Oct 27, 2010

The dust settles

Today I did what I knew how to do.  Put one foot in front of the other.  Repeat. 

After the news from yesterday, I took the night to call family, prayer warriors, to update the blog and to just talk to Dan about the next steps. 

This morning I woke up with a plan.  One step at a time.  That's it.  As simple as that is, it's harder to do sometimes than others.  My brain wants to go to the end of the story .. to find out exactly how and when and where the miracle will take place for Jacob's life.  And instead, I must live in the moment.  And quite frankly, this moment stinks. 

But I have learned to see the beauty in truly living every moment.  Not trying to escape it or dull it or pretend it's not there.  But to truly feel what I'm supposed to.  To truly experience the good, bad and the ugly. 
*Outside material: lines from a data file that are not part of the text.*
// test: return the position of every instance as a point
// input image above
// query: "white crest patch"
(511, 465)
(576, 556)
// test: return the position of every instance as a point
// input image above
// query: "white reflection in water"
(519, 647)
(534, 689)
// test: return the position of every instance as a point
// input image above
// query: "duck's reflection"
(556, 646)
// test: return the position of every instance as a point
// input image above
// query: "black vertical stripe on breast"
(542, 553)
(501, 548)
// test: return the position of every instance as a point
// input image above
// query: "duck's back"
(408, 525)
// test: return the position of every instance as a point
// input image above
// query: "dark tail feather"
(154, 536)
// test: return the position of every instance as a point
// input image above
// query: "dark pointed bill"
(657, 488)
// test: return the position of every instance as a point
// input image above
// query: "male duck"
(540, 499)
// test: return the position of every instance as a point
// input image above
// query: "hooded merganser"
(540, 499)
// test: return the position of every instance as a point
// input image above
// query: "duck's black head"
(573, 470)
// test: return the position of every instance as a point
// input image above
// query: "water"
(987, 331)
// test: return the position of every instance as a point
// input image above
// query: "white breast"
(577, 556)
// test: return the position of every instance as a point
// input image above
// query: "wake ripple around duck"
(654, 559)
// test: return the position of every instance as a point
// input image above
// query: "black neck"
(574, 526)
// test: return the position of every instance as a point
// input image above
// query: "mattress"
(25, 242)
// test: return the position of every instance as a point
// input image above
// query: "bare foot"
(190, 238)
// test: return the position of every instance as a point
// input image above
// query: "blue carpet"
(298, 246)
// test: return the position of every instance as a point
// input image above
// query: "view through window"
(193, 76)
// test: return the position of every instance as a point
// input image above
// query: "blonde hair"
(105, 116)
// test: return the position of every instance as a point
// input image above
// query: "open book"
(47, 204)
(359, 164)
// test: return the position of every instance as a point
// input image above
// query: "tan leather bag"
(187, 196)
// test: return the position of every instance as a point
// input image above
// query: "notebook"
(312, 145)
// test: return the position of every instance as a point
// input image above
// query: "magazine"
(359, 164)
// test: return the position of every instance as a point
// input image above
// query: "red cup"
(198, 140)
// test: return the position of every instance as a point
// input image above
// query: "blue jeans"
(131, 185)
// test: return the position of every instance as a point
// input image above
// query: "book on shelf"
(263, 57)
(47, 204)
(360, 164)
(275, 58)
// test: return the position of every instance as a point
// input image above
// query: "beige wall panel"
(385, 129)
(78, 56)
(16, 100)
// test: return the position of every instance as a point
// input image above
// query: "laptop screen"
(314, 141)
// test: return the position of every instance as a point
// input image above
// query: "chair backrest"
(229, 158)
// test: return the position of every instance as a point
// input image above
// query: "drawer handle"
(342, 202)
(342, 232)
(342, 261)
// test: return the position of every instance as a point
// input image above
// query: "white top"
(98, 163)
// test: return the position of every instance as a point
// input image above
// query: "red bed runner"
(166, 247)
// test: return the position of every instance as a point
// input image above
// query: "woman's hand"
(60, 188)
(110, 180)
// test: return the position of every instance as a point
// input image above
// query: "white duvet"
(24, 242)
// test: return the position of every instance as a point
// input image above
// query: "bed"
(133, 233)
See ... in THIS moment, I think I have strep. The baby has pneumomia and may need to be hospitalized again.  Zoe had a clean bill of health last week but today has an ear infection again.  Jacob has a new diagnosis.  Luke is miserable with allergies.  Sam is with a grandmother who is moving across the country.  Dan is looking for work. 

But at this exact moment, I also have so many blessings I cannot possibly recount them all.  So I will just name a few. 

In this moment, I'm thankful for ....

food on the table (more than enough)
roof over my head that isn't leaking
car that runs
6 amazing kids
1 amazing hubby
2 amazing parents
many wonderful relatives
countless friends who are supportive
sunshine and warm weather and blue skies
computer access
great health insurance
experienced doctors who care about us

But I'm also thankful for some specific things about Jacob ....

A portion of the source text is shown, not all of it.